New York's top financial regulator is pushing other states to use the state's recent settlement with a leading provider of homeowners' insurance to distressed borrowers as a way to lower costs for consumers in other parts of the country.
In a letter to fellow insurance regulators, New York Department of Financial Services Superintendent Benjamin M. Lawsky this weekend urged them to adopt reforms "to help root out the kickback culture that has pervaded" an obscure corner of the insurance market, known as "force-placed" insurance.
The letter was reviewed by The Wall Street Journal.
Force-placed insurance is imposed on homeowners whose standard property coverage lapses, typically because the borrower is financially struggling and stops making payments.
Critics say commission and fee arrangements between banks and insurers give banks a financial incentive to arrange more-expensive homeowners' policies than necessary. Banks and the insurers have defended the fees and premiums as appropriate for the costs and risks they incur in arranging coverage for homes that often are vacant.

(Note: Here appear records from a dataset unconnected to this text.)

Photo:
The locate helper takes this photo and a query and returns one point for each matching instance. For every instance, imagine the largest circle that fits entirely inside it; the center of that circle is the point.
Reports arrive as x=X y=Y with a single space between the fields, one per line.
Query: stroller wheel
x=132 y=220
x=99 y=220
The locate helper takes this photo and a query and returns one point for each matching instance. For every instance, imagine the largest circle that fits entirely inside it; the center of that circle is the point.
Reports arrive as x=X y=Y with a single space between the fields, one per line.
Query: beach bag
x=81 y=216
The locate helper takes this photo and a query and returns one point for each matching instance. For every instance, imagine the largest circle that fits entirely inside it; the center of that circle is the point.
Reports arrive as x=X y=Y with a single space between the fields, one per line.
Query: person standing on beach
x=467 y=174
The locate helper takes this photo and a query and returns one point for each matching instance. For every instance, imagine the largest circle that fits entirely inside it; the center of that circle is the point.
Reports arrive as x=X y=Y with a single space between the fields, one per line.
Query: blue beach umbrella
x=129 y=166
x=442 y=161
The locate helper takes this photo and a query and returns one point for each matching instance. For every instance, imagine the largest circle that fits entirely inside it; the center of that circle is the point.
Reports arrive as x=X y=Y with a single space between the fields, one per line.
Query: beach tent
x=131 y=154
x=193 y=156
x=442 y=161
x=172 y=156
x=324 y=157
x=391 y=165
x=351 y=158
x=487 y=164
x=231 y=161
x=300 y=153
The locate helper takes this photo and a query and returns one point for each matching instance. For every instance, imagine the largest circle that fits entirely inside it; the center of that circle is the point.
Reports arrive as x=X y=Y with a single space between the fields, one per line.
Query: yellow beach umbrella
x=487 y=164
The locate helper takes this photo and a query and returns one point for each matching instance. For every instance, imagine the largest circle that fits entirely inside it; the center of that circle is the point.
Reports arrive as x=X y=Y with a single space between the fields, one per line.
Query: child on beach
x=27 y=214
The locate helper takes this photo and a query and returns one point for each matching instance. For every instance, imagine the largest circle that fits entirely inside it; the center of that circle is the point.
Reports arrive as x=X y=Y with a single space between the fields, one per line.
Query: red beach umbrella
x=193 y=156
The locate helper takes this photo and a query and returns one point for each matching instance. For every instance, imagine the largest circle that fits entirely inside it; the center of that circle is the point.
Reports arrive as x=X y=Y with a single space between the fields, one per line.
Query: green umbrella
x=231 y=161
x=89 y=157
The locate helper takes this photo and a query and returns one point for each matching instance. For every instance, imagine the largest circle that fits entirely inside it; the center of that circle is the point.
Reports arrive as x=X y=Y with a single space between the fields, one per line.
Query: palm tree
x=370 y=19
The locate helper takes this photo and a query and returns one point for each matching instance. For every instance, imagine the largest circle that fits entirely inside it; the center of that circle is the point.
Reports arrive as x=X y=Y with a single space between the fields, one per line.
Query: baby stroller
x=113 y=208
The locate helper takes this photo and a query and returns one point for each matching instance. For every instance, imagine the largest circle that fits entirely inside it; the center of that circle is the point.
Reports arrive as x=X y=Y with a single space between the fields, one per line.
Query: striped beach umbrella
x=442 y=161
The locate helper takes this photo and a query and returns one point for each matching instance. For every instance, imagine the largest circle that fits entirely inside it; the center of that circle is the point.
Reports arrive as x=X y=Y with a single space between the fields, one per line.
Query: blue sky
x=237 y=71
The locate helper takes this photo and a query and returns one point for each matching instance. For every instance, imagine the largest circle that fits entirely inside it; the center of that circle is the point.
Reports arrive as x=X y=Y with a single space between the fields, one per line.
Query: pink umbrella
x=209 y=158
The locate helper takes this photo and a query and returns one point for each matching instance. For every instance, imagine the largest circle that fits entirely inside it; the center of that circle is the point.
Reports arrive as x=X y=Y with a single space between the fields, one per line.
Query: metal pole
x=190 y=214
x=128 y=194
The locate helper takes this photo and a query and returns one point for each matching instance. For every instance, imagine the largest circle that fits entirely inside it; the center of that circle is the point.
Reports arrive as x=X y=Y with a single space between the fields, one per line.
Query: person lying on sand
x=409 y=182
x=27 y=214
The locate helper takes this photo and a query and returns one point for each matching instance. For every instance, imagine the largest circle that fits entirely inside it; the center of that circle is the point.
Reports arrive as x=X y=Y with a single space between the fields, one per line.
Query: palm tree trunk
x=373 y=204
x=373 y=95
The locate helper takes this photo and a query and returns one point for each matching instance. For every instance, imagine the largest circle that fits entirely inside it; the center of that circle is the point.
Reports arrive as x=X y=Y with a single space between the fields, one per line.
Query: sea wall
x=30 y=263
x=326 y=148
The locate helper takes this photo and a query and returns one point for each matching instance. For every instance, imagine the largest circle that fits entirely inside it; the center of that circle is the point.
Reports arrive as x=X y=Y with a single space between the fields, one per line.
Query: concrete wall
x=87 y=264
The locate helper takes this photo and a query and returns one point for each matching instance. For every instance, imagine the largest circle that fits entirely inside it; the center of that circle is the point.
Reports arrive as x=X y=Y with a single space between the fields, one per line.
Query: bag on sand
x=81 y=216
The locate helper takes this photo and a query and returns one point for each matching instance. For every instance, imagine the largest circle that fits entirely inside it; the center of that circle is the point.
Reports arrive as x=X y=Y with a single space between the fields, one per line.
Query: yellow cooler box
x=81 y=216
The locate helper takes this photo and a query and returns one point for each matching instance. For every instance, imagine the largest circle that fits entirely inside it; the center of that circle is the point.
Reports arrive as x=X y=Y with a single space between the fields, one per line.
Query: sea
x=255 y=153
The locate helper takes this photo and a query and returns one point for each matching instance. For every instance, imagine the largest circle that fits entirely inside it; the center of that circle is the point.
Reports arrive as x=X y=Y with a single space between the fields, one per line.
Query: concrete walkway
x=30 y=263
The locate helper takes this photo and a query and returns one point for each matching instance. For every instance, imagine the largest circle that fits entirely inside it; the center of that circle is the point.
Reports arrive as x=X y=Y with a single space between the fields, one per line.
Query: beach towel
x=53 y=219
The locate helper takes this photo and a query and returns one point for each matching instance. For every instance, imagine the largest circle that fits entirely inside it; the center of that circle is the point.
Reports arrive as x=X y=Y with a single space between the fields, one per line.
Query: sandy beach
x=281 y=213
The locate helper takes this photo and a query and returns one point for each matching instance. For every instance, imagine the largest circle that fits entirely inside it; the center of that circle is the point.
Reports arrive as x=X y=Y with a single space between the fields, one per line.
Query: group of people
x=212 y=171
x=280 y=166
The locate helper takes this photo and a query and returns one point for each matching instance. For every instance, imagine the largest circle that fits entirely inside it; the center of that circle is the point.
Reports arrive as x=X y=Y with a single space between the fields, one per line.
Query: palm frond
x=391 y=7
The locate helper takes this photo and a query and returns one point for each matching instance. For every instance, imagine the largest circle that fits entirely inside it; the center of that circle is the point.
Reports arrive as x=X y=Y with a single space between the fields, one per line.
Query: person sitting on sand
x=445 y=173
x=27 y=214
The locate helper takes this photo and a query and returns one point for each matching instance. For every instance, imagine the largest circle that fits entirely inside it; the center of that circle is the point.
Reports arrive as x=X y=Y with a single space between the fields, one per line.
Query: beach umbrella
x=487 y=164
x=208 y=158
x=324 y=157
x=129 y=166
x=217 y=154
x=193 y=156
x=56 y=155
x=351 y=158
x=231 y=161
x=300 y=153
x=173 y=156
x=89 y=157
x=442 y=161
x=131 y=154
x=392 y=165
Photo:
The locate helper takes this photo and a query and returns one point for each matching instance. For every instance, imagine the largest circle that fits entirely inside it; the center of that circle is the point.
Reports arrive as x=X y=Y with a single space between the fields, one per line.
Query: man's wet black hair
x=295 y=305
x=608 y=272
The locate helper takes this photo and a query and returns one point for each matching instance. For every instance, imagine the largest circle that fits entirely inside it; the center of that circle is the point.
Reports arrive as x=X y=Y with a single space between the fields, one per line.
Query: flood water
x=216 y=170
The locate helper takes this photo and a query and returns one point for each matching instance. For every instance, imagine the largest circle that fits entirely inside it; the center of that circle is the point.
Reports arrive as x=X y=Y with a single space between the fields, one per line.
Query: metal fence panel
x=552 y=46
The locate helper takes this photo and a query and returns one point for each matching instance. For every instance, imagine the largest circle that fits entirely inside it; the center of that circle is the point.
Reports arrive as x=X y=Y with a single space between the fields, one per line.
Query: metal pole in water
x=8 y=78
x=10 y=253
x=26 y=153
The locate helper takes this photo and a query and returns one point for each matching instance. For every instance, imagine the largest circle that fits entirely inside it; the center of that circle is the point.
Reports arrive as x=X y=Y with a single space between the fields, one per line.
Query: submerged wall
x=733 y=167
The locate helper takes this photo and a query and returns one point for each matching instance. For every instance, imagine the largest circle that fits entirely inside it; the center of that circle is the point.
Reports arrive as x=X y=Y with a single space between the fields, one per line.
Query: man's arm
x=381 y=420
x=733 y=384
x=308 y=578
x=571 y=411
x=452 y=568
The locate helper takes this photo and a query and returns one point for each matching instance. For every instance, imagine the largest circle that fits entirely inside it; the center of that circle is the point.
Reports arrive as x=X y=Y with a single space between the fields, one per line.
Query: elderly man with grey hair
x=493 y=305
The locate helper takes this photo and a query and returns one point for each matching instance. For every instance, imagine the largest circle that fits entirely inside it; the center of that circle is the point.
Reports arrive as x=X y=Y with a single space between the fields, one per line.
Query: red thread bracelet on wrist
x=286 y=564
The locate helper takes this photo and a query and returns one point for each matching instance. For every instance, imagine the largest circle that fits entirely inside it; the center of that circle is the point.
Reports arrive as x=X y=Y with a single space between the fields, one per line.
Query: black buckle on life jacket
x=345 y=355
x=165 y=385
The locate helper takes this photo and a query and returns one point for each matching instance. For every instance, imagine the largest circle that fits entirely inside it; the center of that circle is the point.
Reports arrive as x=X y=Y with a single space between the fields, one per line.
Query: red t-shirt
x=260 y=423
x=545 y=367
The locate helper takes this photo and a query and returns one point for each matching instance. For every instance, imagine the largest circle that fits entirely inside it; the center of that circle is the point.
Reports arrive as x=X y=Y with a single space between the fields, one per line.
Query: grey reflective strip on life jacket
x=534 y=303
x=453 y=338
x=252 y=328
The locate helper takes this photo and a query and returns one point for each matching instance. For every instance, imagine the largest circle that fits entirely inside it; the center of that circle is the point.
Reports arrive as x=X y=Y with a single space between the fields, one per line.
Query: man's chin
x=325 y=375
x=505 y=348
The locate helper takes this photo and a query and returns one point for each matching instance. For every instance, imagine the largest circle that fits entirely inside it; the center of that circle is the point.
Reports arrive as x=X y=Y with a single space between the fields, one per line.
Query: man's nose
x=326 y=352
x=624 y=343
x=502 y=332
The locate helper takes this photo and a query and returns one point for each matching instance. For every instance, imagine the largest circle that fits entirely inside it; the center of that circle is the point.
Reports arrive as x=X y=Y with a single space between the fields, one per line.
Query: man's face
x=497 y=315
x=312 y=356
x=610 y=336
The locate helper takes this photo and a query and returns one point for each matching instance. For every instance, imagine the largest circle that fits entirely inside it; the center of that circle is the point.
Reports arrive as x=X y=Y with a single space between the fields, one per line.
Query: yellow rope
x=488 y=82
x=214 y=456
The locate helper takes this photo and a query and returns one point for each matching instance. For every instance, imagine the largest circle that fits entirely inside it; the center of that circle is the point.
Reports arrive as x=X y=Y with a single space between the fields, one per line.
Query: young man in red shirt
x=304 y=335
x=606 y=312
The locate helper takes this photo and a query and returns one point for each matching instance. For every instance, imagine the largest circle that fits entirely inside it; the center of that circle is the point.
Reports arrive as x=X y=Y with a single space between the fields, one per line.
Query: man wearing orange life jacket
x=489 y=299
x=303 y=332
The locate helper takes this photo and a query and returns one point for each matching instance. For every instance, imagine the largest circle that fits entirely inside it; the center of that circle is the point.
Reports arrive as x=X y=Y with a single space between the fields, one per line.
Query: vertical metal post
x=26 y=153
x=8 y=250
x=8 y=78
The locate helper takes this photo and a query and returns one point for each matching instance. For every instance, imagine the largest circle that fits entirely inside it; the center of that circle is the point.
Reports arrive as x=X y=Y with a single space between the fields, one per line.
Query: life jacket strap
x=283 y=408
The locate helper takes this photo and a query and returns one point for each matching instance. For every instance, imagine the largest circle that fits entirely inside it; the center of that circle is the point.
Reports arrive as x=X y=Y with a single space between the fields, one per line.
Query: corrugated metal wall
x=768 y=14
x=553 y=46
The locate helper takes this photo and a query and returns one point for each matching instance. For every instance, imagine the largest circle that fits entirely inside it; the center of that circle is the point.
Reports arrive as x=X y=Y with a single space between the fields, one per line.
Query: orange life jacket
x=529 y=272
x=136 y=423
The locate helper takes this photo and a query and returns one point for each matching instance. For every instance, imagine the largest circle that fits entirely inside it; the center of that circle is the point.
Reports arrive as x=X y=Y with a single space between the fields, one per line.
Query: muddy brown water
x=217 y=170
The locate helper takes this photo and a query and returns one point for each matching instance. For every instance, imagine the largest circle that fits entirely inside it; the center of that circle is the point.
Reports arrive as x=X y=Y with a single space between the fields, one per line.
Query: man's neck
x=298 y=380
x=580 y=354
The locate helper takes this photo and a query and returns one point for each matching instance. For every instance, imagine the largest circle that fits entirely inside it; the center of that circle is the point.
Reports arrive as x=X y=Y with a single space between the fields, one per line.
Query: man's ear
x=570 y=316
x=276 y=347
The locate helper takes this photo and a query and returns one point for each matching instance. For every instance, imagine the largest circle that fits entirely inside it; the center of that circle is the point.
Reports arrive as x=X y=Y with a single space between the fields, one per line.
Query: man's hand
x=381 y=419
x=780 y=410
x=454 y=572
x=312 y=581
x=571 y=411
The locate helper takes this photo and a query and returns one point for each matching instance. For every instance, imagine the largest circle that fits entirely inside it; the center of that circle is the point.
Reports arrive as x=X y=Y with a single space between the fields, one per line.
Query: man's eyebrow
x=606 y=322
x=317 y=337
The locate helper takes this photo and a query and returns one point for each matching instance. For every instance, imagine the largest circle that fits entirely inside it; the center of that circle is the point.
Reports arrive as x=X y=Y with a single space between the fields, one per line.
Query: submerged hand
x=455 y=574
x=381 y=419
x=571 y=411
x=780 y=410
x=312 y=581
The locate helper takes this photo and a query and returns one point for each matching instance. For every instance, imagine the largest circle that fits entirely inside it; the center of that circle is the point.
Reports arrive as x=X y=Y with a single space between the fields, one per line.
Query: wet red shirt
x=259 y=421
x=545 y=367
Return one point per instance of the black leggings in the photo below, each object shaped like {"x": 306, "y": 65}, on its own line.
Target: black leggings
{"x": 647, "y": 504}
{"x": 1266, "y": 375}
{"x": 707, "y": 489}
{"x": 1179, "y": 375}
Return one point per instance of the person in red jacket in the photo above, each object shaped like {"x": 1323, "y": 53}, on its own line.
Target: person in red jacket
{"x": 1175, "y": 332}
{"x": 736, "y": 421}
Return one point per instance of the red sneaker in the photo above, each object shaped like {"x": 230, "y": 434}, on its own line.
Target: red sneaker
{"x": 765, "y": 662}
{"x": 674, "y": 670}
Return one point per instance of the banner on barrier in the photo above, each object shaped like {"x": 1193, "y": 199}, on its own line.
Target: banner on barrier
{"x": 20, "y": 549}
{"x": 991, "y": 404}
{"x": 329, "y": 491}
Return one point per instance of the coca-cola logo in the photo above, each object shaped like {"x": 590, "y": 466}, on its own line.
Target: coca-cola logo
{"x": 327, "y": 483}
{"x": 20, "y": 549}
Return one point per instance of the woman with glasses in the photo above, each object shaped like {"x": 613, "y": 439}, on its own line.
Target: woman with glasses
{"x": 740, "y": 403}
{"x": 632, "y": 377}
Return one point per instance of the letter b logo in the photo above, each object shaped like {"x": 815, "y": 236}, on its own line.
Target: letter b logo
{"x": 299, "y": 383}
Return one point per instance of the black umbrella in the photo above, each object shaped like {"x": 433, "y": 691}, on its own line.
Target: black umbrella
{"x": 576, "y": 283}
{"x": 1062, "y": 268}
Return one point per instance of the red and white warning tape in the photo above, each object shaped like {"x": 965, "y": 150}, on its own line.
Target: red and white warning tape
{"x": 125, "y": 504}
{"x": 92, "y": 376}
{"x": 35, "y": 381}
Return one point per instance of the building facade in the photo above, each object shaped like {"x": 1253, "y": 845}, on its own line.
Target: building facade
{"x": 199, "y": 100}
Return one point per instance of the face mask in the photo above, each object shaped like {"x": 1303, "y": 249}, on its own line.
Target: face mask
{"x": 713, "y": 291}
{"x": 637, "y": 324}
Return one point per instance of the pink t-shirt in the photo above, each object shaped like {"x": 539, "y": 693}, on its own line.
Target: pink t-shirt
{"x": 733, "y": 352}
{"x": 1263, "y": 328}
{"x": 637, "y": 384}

In mid-March, Mr. Lawsky's office reached a $14 million settlement with Assurant Inc., under which the company agreed to a ban on paying commissions and certain other fees to banks. Assurant also agreed to lower the cost of many of the policies it sells in the state, and to provide restitution to New York homeowners who meet certain criteria.
New York regulators are in "advanced discussions" with another leading force-placed insurer, QBE Insurance Group Ltd., with an aim toward a pact akin to Assurant's, a person familiar with the matter said.
QBE couldn't be immediately reached for comment.
Assurant neither admitted nor denied wrongdoing and said it was modifying practices consistent with new regulations expected to apply to all lender-placed insurers operating in the state.
Force-placed policies boomed in the wake of the housing bust, as many homeowners struggled to keep up with mortgage payments.
Borrowers may try to save money by dropping the original standard property coverage they are required to carry, only to be hit by policies with premiums that are typically at least twice as expensive as voluntary insurance.
Property insurance generally is required to secure a mortgage and protects not only the homeowner's investment but also the lender's. New York held three days of public hearings last May in which state regulators grilled Assurant, other insurers and their banking partners about their relationships.
State officials in California and Florida, meanwhile, have obtained rate reductions of as much as 35% from Assurant and QBE.
In addition, the Federal Housing Finance Agency, which regulates mortgage giants Fannie Mae and Freddie Mac, filed a notice in late March seeking public comment on a plan to ban nationally the same commissions and fees that Assurant agreed to forgo in the New York pact.
The issue is important to Fannie Mae and Freddie Mac because they pick up a large portion of the bill for unpaid insurance costs.
Officials at the housing regulator say they are setting up a joint working group with other state and federal officials to examine the issue.